Intermissions 2000-2008

Oren Ambarchi

Touch – 2010
par Simon, le 28 janvier 2010
7

Dieu qu’il est bon de retrouver aux affaires un homme tel qu’Oren Ambarchi. Il peut se vanter de disposer d’un des curriculum vitae les plus chargés de la scène expérimentale et ses collaborations feraient pleurer tout amateur de musiques risquées : Fennesz, Pimmon, Keiji Haino, John Zorn, Jim O’Rourke, Phill Niblock, Dave Grohl, Evan Parker, Toshimaru Nakamura, Peter Rehberg (mieux connu sous le nom de Pita), Merzbow ou encore Sunn O))) (le groupe ne peut en effet plus se passer des services d’Oren, en témoignent Black One et le récent Monoliths & Dimensions). Tous ont unanimement reconnus les incroyables talents d’Oren Ambarchi, lui qui a réinventé l’usage de la guitare en démontrant son incroyable potentiel une fois mise en contact de la matière électronique. Mais Intermissions 2000-2008 n’est pas tout à fait un nouvel album de l’Australien, il s’agit en effet d’une compilation de raretés, de performances live, de face B quasiment introuvables ou tout simplement de pièces inédites - le tout, sorti sur des labels aussi recommandables que peuvent être Touch, Southern Lord ou Preservation.

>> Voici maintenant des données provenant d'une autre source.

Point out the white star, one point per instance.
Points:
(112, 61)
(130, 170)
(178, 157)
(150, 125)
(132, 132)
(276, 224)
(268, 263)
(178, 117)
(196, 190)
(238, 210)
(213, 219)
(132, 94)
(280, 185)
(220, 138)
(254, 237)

Et le festival Oren commence avec « Intimidator », pièce osée de drone qui met en scène un chassé croisé entre des infrabasses écrasantes et des percussions explosant de manière éparses, le tout dans des montées de drones complètement alcooliques : le talent ne prend pas deux secondes à s’exprimer. Et on retrouve cette patte unique à chaque fois exprimée de manière exhaustive, même quand il s’agit de s’attaquer à des pistes plus lyriques, directement empruntées au folk (le remix du « Parasail » de Paul Duncan en est un impressionnant exemple). Car ce qui fait la force d’un homme comme Oren Ambarchi réside dans l’incroyable connaissance de son instrument qui, une fois finalisée, autorise à le dématérialiser totalement pour le réinvestir dans un champ musical tout à fait inédit. Car de la guitare traditionnelle il ne reste plus rien ou presque, plus rien ne différencie son jeu d’oscillations électroniques, de drones en suspension ou de doom-metal sous cloche stérile (on comprend directement que Sunn O))) s’extasie sur son travail). Le reste n’est qu’expériences, tentatives souvent fructueuses d’approfondir encore plus le champ de recherche de tous les techno-monstres amateurs de sciences électroniques (au sens propre comme au sens figuré).

« Moving Violation » reprend les infrabasses et les drones là où il les avait laissées avec « Intimidator », ajoutant craquements et signaux digitaux dans une forêt de grésillements nasillards, « The Strouhal Number » joue de sa mélodie désaccordée pour nous plonger en pleine méditation alors que « A Final Kiss On Poisoned Cheeks » clôture sur vingt-cinq minutes d’angoisse grandissante, jusqu’à son apogée dans la déflagration. Le disque est consumé. Bref, Intermissions 2000-2008 est une remarquable porte d’entrée au monde d’Oren Ambarchi ainsi qu’une collection de perles pour tous les fans du monsieur, une opération double qui consacre une bonne fois pour toutes le caractère essentiel de l’œuvre de ce géant de l’expérimentation.